Steve recovering from his injuries.
But they eventually caught on to his grand plans when he climbed Mount Aspiring in New Zealand, telling his family this was “practice number one” and his mountain climbing in Peru “practice number two”. It wasn’t until he returned from “practice number three”, a climb of Ama Dablam, a mountain in the Himalayas, when he finally told his family of his intention to climb the seven summits. “Coming from a family that’s had no exposure to mountaineering and climbing it’s perceived as high risk. My parents were worried but so supportive,” he says.
Steve officially kicked off Project 7in4 in January this year, beginning with Mt Vernon in Antarctica, then Aconcagua in Argentina, Mt Kilimanjaro in Tanzania and Carstensz Pyramid in Indonesia, all completed by March. “The first half in the Southern Hemisphere during the summer time was relatively easy. The hardest part was the second half in the Northern Hemisphere,” he says.
On 13 March, he began climbing Mt Elbrus in Russia, then Denali in the United States, which he says was the most challenging climb of all. “This was purely because we had to climb it out of season. We were the only team on the mountain the whole time, fully self-supported, facing minus 45 degree temperatures. We got hit by a storm and couldn’t get out of a tent for three days,” Steve recalls. After conquering Denali, however, there was no time for rest and it was time to take on Everest.
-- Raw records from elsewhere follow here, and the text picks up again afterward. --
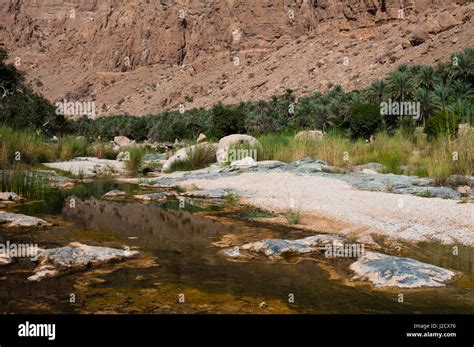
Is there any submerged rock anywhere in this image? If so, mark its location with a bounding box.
[221,234,344,259]
[133,192,175,201]
[28,242,138,281]
[44,157,126,177]
[0,249,12,265]
[0,211,52,227]
[183,188,233,199]
[350,252,456,288]
[0,192,23,201]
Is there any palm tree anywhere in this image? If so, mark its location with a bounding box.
[414,88,438,126]
[449,48,474,82]
[364,80,387,105]
[388,71,415,100]
[415,65,439,89]
[448,98,474,126]
[451,80,473,98]
[433,84,453,111]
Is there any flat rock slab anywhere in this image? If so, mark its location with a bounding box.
[221,234,345,260]
[0,211,52,227]
[133,192,175,201]
[44,157,126,176]
[350,252,456,288]
[104,189,127,198]
[28,242,138,281]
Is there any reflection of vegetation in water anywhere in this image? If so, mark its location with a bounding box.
[160,199,221,213]
[1,170,47,199]
[237,208,275,219]
[14,180,137,215]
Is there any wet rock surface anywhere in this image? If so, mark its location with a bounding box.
[149,157,466,199]
[28,242,138,281]
[0,192,23,201]
[0,211,52,227]
[221,234,344,260]
[133,192,175,201]
[182,188,234,199]
[44,157,126,177]
[350,252,456,288]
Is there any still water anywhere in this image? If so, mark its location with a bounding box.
[0,180,474,313]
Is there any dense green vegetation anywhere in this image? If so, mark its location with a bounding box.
[68,48,474,141]
[0,49,474,180]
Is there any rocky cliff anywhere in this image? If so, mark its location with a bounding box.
[0,0,474,114]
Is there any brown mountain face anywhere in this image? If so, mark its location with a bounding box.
[0,0,474,115]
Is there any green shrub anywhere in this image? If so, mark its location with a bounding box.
[187,144,216,170]
[349,104,382,139]
[58,136,91,160]
[125,146,145,174]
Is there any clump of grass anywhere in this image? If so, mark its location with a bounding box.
[285,209,300,225]
[171,186,186,193]
[125,146,145,174]
[93,142,117,159]
[57,136,91,160]
[259,130,474,184]
[227,143,262,164]
[167,159,193,172]
[0,126,55,169]
[167,144,216,172]
[0,166,47,198]
[186,144,216,170]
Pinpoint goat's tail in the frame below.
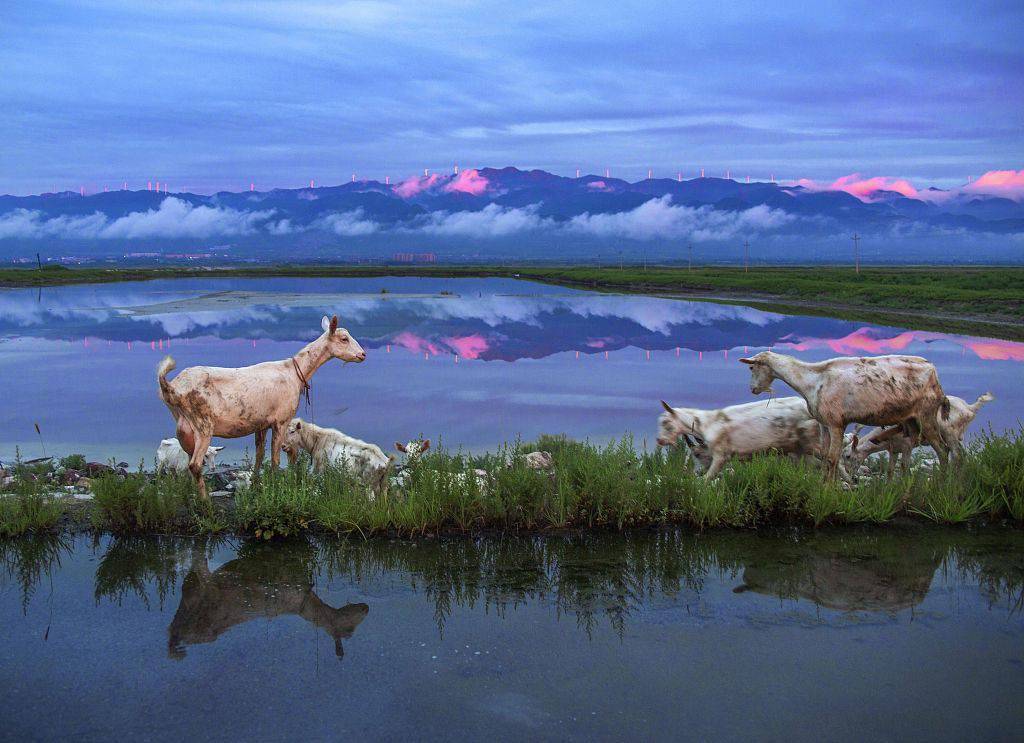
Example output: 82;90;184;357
157;356;177;406
971;392;995;412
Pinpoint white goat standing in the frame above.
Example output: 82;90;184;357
843;392;995;479
157;315;367;498
739;351;959;479
657;397;822;480
284;418;394;496
157;439;224;475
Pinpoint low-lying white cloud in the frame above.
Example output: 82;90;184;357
413;204;555;237
310;209;381;237
0;196;280;239
564;194;796;241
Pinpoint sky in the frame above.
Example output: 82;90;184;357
0;0;1024;194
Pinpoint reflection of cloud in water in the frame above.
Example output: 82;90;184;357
779;327;1024;361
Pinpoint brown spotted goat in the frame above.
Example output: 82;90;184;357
157;315;367;498
739;351;959;479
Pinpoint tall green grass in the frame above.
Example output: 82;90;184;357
37;431;1024;539
0;479;65;536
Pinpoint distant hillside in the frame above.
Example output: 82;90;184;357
0;168;1024;262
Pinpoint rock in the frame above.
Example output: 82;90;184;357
85;462;114;477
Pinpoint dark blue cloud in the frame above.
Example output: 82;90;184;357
0;0;1024;193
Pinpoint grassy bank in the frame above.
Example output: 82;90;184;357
0;431;1024;539
0;265;1024;340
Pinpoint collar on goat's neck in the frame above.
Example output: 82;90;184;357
292;334;331;383
768;353;816;397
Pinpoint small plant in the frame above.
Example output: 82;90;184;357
0;479;65;536
60;454;86;470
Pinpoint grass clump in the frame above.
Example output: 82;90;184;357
92;472;203;533
0;479;65;536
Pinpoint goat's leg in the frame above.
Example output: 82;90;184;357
919;416;949;469
253;428;266;477
188;433;212;500
270;424;287;470
823;426;843;482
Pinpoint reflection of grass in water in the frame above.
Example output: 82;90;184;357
81;432;1024;539
93;535;196;609
74;526;1024;633
0;533;74;610
0;479;65;536
92;468;223;534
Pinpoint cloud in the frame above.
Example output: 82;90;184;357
0;196;280;239
444;168;489;196
565;194;796;241
393;173;440;199
310;209;381;237
962;170;1024;202
796;173;919;202
415;204;555;237
99;196;273;238
794;170;1024;204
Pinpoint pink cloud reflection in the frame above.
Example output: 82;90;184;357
391;331;444;356
441;334;490;358
778;327;1024;361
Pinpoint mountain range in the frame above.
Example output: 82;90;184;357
0;167;1024;261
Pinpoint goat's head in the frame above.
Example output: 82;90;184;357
203;446;224;467
739;351;775;395
321;315;367;363
394;439;430;460
281;418;304;458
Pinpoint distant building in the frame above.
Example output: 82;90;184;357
391;253;437;263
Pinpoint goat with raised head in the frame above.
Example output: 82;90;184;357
157;315;367;498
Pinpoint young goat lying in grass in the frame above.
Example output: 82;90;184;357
283;418;394;496
843;392;995;480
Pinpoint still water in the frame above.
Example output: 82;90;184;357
0;526;1024;740
0;277;1024;464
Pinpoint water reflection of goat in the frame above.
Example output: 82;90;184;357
167;542;370;658
734;549;941;612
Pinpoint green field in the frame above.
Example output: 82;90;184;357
0;431;1024;538
0;265;1024;340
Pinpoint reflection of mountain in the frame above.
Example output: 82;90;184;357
0;281;1024;361
167;541;370;658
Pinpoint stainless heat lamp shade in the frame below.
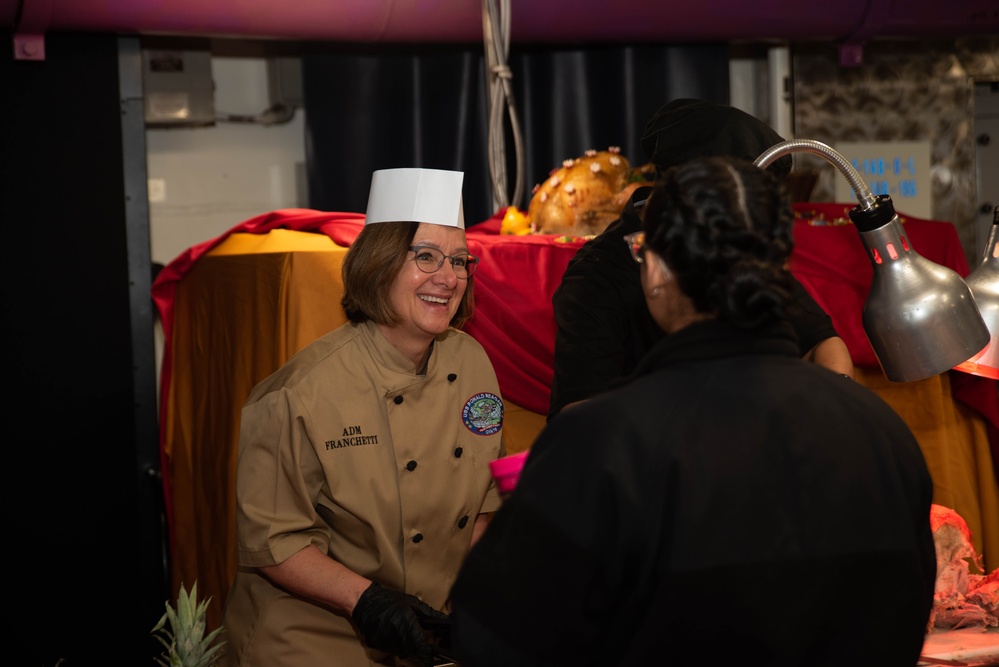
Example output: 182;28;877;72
957;211;999;380
754;139;989;382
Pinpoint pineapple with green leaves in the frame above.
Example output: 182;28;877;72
152;581;225;667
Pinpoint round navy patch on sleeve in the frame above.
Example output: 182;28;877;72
461;392;503;435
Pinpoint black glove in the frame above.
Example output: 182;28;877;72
351;582;448;667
Steve at Everest Base Camp.
The Everest expedition took Steve and his team four weeks, which included trekking to base camp, acclimatising and waiting for a weather window. Steve says that his team was able to short-cut some of the normal acclimatisation as they were partially acclimatised having come straight off Denali. The final summit took five days, meaning Steve completed the seven summits in a record 117 days – nine days quicker than the previous record.
Steve says reaching the summit was a bittersweet moment. “People think that when you reach Everest you’re over the moon but for me it was nice to reach the summit, but it also marked the end of what was an incredible journey and I’d soon have to go home and get back to reality,” he says. “For me, it hasn’t just been about breaking the record and Everest, it was the journey the whole way through. I love having a challenge and having something to work towards.”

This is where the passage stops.